Isn’t this the same logic Jesus uses in Luke 12? “And which of you by being anxious can add a single hour to his span of life? If then you are not able to do as small a thing as that, why are you anxious about the rest?”

Oddly, there is a sort of comfort that comes from realizing how much we don’t know, in realizing how much we must trust God.

4) Seek God

“I had heard of you by the hearing of the ear, but now my eye sees you; therefore I despise myself, and repent in dust and ashes.” These are the final words of Job in the book. It’s a simple reminder: seek to see God in all your wrestling through these difficult problems.

The things I learned from Job didn’t really teach me the answer to the problem of evil, but they taught me how to ask the right questions in the right way while seeking God. And I think that was God’s point. (This by no means precludes rigorous thinking about God and evil; this is meant to direct that thinking.)

Ecclesiastes

In the book of Ecclesiastes, I was directed to two concepts in the book that seemed to explain not only how the book itself works, but how reality works as well:

1) Enigmas

Life is full of them; life is one.

The word traditionally translated “vanity” is, perhaps, best translated “enigma.” Hence, the key idea that opens and sustains the book is “enigma of enigmas, all is enigmatic.” All is difficult-to-grasp, slippery to the comprehension, bar-of-soap-like. (If you want the exegetical argument for this interpretation, I don’t remember it, and haven’t looked into it since then.
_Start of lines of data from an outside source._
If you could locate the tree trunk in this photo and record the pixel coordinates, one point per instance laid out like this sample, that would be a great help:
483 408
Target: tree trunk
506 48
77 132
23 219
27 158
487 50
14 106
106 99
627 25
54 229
One day.)

This is essentially the same point that had been impressed in my head a week or two prior from the book of Job. It came to bear especially in chapter 3, where the preacher lists a variety of dualities: birth and death, killing and healing, weeping and laughing, seeking and losing, loving and hating, and he asserts that “there is a time” for all of these things. And then he adds: “He has made everything beautiful in its time. Also, he has put eternity into man’s heart, yet so that he cannot find out what God has done from the beginning to the end.” This verse, Ecclesiastes 3:11, is one of my favorites in all of Scripture. We have, as it were, a chunk of eternity burned into our breasts, just enough to fill us with wonder, but not enough to find out how it all fits together.

Similarly, he writes in chapter 7, “I turned my heart to know and to search out and to seek wisdom and the scheme of things… Behold, this is what I found, says the Preacher, while adding one thing to another to find the scheme of things — which my soul has sought repeatedly, but I have not found…” No matter how many times he tried to take the puzzle apart to put it together with different borders, it was impossible. The “scheme of things” eluded him, just like it did me. I saw myself in the Preacher’s inability to grasp the wind.

2) Under the Sun

The words “under the sun” in the book of Ecclesiastes refer to those things that are plain, visible to the senses, non-spiritual. Hence, when the Preacher writes, “There is nothing to be gained under the sun,” he does not mean that nothing we do on earth matters. He affirms that our work does matter, that it can bring us joy, and that it will be the object of God’s evaluation at the end of history. What he means is that from a naturalistic viewpoint, from the vantage of God not existing, nothing seems to accomplish anything or move humanity toward a goal. It just seems to go round and round, like the wind around the earth or the water through its cycles. This is why the Preacher is able to ask in all honesty in chapter 3: “Who knows whether the spirit of man goes upward and the spirit of the beast goes down into the earth?” His point is that he hasn’t seen it. And I don’t know exactly why this comforts me, except perhaps to know that doubting and wondering are okay for God’s people to do. I disagree with those who say that it belongs to the essence of faith to exclude any doubts or questions. Certainly, it isn’t ideal, and an overly-skeptical orientation is bad, but if one has doubts it is okay to press into them.

Fun Fact

If you fast-forward a little over a year from when I first learned these lessons, I was discussing them with a Freshman girl at a New Years Eve party, during which conversation my heart first began to fall headlong in her direction. Fast-forward one year and a week from that day, and she and I married.